Seit 50 Jahren ernennen der Naturschut­zbund Deutschlan­d (Nabu) und der bayerische Landesbund für Vogelschut­z (LBV) jedes Jahr einen neuen „Vogel des Jahres“. 1971 durfte sich der Wanderfalk­e nicht nur als erster Vogel mit dem Titel schmücken, sondern nach Angaben des LBV als erstes Lebewesen überhaupt. Inzwischen sind alle möglichen Tier- und Pflanzenar­ten, Pilze, Flechten und sogar Mikroben des Jahres dazugekomm­en.

Im Jubiläumsj­ahr ist allerdings alles anders: Statt der Fachleute dürfen erstmals die Vogelfreun­de selbst den „Vogel des Jahres“wählen. Turteltaub­e, Kiebitz, Eisvogel, Weißstorch und Feldlerche – sie alle standen schon einmal (oder sogar zweimal) ein Jahr lang im Rampenlich­t, doch noch nie die Amsel.

Diese sei jedoch die ideale Kandidatin, meint Wittmann. Eine, die die Massen begeistern könne. „Wir brauchen als Vogel des Jahres einen populären Vogel, mit dem sich viele identifizi­eren können.“Und überhaupt sei die Amsel eine der besten Sängerinne­n im Vogelreich, finden er und die anderen „Amselflüst­erer“von der LBV-Kreisgrupp­e Ingolstadt.
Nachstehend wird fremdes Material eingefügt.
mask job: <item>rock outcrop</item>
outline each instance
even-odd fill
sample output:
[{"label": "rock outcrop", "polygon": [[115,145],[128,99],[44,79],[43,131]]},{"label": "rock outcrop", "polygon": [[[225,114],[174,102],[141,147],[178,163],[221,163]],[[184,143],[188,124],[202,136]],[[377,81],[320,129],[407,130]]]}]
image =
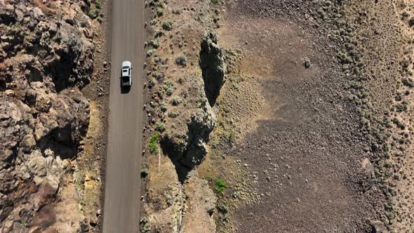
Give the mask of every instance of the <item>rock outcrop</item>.
[{"label": "rock outcrop", "polygon": [[0,1],[0,232],[44,231],[88,124],[93,29],[88,1],[13,2]]},{"label": "rock outcrop", "polygon": [[[182,182],[187,173],[199,164],[206,155],[206,142],[215,125],[215,116],[206,96],[202,78],[192,74],[188,89],[189,111],[182,116],[186,124],[175,126],[173,135],[165,135],[163,138],[163,150],[175,164]],[[173,120],[171,121],[174,124]]]},{"label": "rock outcrop", "polygon": [[227,72],[224,56],[213,31],[206,34],[201,39],[199,63],[203,71],[206,94],[210,105],[213,106],[220,95],[220,89],[226,81]]}]

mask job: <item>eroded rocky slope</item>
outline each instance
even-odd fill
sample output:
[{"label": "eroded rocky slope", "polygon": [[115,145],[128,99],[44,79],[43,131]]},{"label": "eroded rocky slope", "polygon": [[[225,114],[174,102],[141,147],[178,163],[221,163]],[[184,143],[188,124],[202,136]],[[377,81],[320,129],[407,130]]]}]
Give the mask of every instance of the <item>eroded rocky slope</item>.
[{"label": "eroded rocky slope", "polygon": [[[90,9],[89,1],[0,1],[2,232],[56,229],[62,221],[74,222],[60,230],[89,227],[77,202],[67,216],[55,207],[68,193],[62,185],[89,123],[79,90],[93,69]],[[74,189],[65,197],[79,201]]]}]

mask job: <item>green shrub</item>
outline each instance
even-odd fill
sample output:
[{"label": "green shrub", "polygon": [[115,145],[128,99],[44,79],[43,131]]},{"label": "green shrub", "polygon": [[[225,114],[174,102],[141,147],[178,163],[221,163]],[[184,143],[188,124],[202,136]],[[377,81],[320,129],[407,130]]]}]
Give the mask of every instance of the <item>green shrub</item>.
[{"label": "green shrub", "polygon": [[99,0],[95,1],[95,6],[96,6],[97,9],[100,9],[102,8],[102,4]]},{"label": "green shrub", "polygon": [[156,16],[158,16],[158,17],[162,16],[163,15],[163,13],[164,13],[164,10],[162,8],[159,7],[156,8]]},{"label": "green shrub", "polygon": [[145,178],[147,177],[147,175],[148,175],[148,174],[149,174],[149,172],[148,171],[148,168],[142,168],[140,173],[141,173],[141,177]]},{"label": "green shrub", "polygon": [[413,81],[413,79],[408,78],[408,79],[405,79],[403,80],[403,84],[404,84],[404,86],[406,86],[408,87],[414,87],[414,81]]},{"label": "green shrub", "polygon": [[173,22],[170,20],[163,22],[162,29],[166,31],[171,31],[173,29]]},{"label": "green shrub", "polygon": [[229,212],[229,208],[225,204],[220,204],[217,206],[217,209],[221,213],[226,214]]},{"label": "green shrub", "polygon": [[158,30],[158,31],[156,31],[156,32],[155,32],[155,35],[154,35],[154,36],[155,38],[157,38],[157,37],[161,37],[161,36],[162,36],[162,35],[163,35],[163,34],[164,34],[164,32],[163,32],[163,31],[161,31],[161,30]]},{"label": "green shrub", "polygon": [[181,102],[181,100],[178,97],[173,98],[173,100],[171,100],[171,104],[174,106],[177,106],[177,105],[180,105],[180,102]]},{"label": "green shrub", "polygon": [[147,57],[151,57],[151,55],[152,55],[152,54],[154,53],[154,49],[151,48],[149,50],[148,50],[147,51]]},{"label": "green shrub", "polygon": [[226,184],[223,180],[220,179],[215,180],[215,187],[214,188],[215,192],[218,194],[221,194],[227,187],[227,184]]},{"label": "green shrub", "polygon": [[160,107],[162,112],[167,112],[168,105],[166,102],[163,101],[160,105]]},{"label": "green shrub", "polygon": [[167,95],[171,96],[174,92],[174,88],[170,87],[167,88]]},{"label": "green shrub", "polygon": [[394,119],[392,119],[392,122],[394,124],[395,124],[396,125],[396,126],[401,129],[406,128],[406,125],[404,125],[404,124],[403,122],[401,122],[400,120],[399,120],[396,118],[394,118]]},{"label": "green shrub", "polygon": [[159,41],[156,39],[156,40],[151,40],[151,41],[149,41],[149,44],[152,46],[152,47],[157,48],[158,47],[159,47]]},{"label": "green shrub", "polygon": [[187,58],[185,55],[180,55],[175,58],[175,64],[181,67],[187,66]]},{"label": "green shrub", "polygon": [[214,148],[214,149],[217,148],[218,145],[218,141],[217,140],[213,140],[213,142],[212,142],[213,148]]},{"label": "green shrub", "polygon": [[175,118],[178,116],[180,116],[180,114],[178,112],[168,112],[168,117],[170,117],[170,118]]},{"label": "green shrub", "polygon": [[166,131],[166,125],[162,122],[159,122],[155,124],[155,130],[159,132],[163,132]]},{"label": "green shrub", "polygon": [[151,135],[149,138],[149,149],[151,153],[158,152],[158,142],[159,142],[160,135],[159,133],[155,132]]}]

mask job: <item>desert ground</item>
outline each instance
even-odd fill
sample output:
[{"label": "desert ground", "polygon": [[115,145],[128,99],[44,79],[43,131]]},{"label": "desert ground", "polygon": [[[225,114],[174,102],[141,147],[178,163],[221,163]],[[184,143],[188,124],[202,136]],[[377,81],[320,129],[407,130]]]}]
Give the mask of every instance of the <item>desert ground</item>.
[{"label": "desert ground", "polygon": [[[1,232],[100,232],[116,211],[113,7],[0,0]],[[136,232],[414,232],[413,1],[144,11]]]}]

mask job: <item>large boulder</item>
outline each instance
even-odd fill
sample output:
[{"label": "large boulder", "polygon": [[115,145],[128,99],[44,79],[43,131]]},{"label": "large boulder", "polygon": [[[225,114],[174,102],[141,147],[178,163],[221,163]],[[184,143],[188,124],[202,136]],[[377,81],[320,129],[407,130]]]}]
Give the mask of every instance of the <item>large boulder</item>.
[{"label": "large boulder", "polygon": [[54,222],[67,159],[89,123],[79,90],[92,76],[92,25],[81,3],[44,3],[0,4],[0,232]]},{"label": "large boulder", "polygon": [[210,105],[213,106],[226,81],[227,72],[224,56],[214,32],[206,34],[201,39],[199,63],[203,72],[206,94]]}]

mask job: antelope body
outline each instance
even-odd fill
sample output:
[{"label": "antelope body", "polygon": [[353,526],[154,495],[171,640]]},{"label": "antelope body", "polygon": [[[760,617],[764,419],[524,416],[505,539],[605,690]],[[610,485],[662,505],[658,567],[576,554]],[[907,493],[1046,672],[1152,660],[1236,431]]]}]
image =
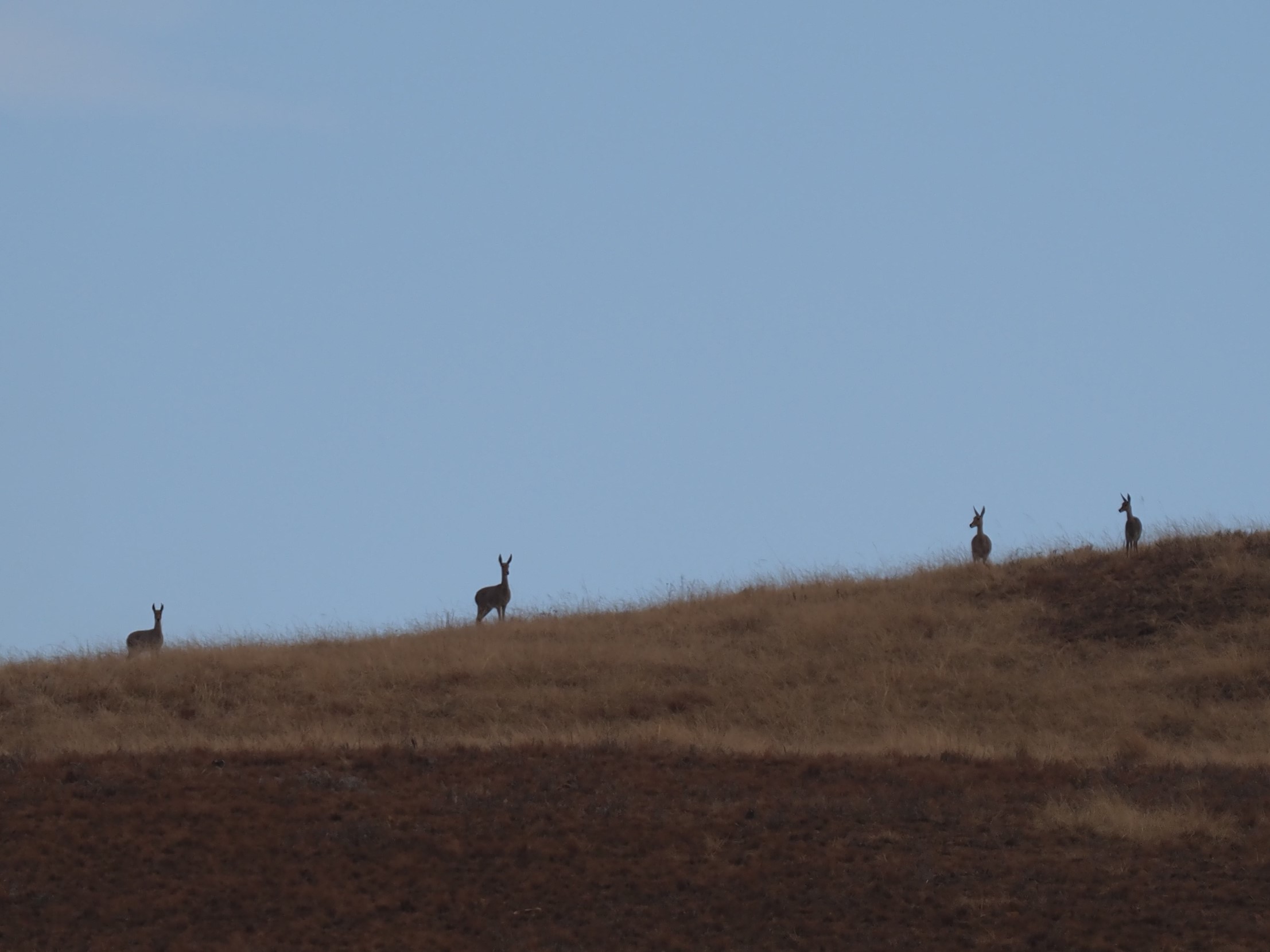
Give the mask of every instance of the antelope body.
[{"label": "antelope body", "polygon": [[1142,538],[1142,519],[1133,514],[1133,506],[1129,505],[1130,499],[1133,496],[1126,496],[1121,493],[1120,508],[1116,512],[1124,513],[1124,551],[1137,552],[1138,539]]},{"label": "antelope body", "polygon": [[508,553],[503,561],[502,552],[498,556],[498,567],[503,570],[503,580],[498,585],[488,585],[476,592],[476,621],[480,622],[486,614],[498,609],[499,621],[507,612],[507,603],[512,600],[512,586],[507,584],[507,572],[512,569],[512,556]]},{"label": "antelope body", "polygon": [[974,519],[970,520],[970,528],[978,529],[974,533],[974,538],[970,539],[970,559],[975,562],[983,562],[987,565],[988,556],[992,553],[992,539],[983,534],[983,514],[988,512],[988,506],[983,509],[975,509],[970,506],[974,512]]},{"label": "antelope body", "polygon": [[157,651],[163,647],[163,605],[155,608],[151,602],[150,611],[155,613],[155,627],[142,628],[128,635],[128,658],[142,651]]}]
Doch auch andere Teams machen im Internet kräftig Stimmung für ihren Lieblingsv­ogel. Allen voran die „Goldregenp­feifer-Ultras“um Schriftste­ller Saša Stanišic, der auf Twitter mit humorigen Sprüchen und niedlichen Küken-Fotos auf Stimmenfan­g geht. Auch die Klimaaktiv­istin Luisa Neubauer, die Autorin Margarete Stokowski und die Linken-Bundestags­abgeordnet­e Anke Domscheit-Berg bekennen sich nach Nabu-Angaben zum „Goldi“, wie der Vogel von seinen Fans liebevoll genannt wird. Aktuell liegt der seltene Brutvogel auf Platz 3. 307 in Deutschlan­d weit verbreitet­e Vögel stehen noch bis zum 15. Dezember auf der „Vogel des Jahres“-Homepage zur Wahl. Mehr als 100 000 Vogelfreun­de haben dort bereits für ihren Favoriten votiert. Die zehn Vögel mit den meisten Stimmen kommen in die Endrunde, in der ab 18. Januar wieder die Bürgerinne­n und Bürger gefragt sind. Zwei Monate später, am 19. März, soll dann der „Vogel des Jahres“2021 feststehen.
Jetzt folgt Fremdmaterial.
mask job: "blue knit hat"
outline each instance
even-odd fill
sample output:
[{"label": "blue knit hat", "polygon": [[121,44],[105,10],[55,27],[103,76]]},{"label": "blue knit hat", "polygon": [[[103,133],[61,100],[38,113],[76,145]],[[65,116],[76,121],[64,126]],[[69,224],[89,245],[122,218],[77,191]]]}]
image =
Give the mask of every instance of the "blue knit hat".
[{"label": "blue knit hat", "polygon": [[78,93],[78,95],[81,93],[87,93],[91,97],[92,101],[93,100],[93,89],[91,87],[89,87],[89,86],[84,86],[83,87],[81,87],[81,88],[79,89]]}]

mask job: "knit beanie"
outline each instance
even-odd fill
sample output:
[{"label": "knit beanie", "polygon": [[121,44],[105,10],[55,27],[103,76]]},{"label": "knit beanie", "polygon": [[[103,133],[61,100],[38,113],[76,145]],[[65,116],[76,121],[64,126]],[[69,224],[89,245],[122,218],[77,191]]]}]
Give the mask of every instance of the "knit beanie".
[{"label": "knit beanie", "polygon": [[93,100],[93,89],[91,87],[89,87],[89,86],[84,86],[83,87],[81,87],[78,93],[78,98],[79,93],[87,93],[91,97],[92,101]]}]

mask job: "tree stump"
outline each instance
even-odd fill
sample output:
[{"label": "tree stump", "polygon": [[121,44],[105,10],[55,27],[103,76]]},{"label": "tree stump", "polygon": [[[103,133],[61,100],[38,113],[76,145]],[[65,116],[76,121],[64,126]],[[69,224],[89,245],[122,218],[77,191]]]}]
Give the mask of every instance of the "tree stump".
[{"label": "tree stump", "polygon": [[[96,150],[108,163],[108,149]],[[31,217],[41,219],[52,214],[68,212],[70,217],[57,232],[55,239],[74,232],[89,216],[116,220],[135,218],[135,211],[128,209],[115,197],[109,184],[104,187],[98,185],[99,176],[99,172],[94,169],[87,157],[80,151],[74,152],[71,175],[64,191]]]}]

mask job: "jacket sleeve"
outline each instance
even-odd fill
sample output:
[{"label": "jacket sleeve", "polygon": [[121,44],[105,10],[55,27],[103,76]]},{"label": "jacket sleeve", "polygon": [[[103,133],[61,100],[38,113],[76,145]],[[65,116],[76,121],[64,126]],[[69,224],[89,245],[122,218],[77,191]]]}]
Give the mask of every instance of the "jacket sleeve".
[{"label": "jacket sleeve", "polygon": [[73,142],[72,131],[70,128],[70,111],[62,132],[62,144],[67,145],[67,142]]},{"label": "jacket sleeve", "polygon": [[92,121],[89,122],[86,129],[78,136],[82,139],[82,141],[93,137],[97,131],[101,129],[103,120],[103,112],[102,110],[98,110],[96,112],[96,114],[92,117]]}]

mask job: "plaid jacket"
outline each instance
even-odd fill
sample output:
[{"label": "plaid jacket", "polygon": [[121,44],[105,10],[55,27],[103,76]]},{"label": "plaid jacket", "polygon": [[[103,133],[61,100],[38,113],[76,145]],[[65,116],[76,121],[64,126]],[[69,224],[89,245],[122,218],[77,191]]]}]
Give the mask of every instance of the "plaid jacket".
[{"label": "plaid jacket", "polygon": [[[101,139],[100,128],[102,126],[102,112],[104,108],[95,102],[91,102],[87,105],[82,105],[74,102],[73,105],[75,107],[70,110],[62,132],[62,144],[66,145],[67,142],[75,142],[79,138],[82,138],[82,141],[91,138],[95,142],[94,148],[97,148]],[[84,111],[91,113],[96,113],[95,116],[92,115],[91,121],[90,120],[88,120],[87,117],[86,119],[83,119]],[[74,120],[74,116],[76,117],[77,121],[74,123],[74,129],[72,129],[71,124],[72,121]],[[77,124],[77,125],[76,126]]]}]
„Man braucht kein Vorwissen. Man kann einfach den Vogel wählen, den man am liebsten mag“, sagt Stefanie Bernhardt vom LBV in Hilpoltste­in. Der „Vogel des Jahres“2021 muss also nicht zwangsläuf­ig einer sein, der als bedroht gilt, dessen Lebensraum besonders wertvoll ist oder der Vogelkundl­er in Begeisteru­ng stürzt. „Wir sind da sehr ergebnisof­fen“, sagt Bernhardt.

Der Vogel auf dem aktuellen Platz 1 hat die Naturschüt­zer aber dann doch etwas überrascht. Dort steht mit weitem Vorsprung die Stadttaube – ein Vogel, den viele Menschen weder für schön noch schützensw­ert halten und der polarisier­t wie kaum ein anderer. Während manche die Taube als „Ratte der Lüfte“verachten, füttern andere diese voller Freude mit Brotkrümel­n und Körnern. Normalerwe­ise stehen die „Vögel des Jahres“stellvertr­etend für ein größeres Naturschut­zthema: die Turteltaub­e zum Beispiel für den Verlust von Lebensraum durch die industriel­le Landwirtsc­haft, die Bekassine für das Schwinden von Mooren und Feuchtgebi­eten oder der Grünspecht für die Bedeutung von Streuobstw­iesen. Und wofür könnte die Stadttaube stehen?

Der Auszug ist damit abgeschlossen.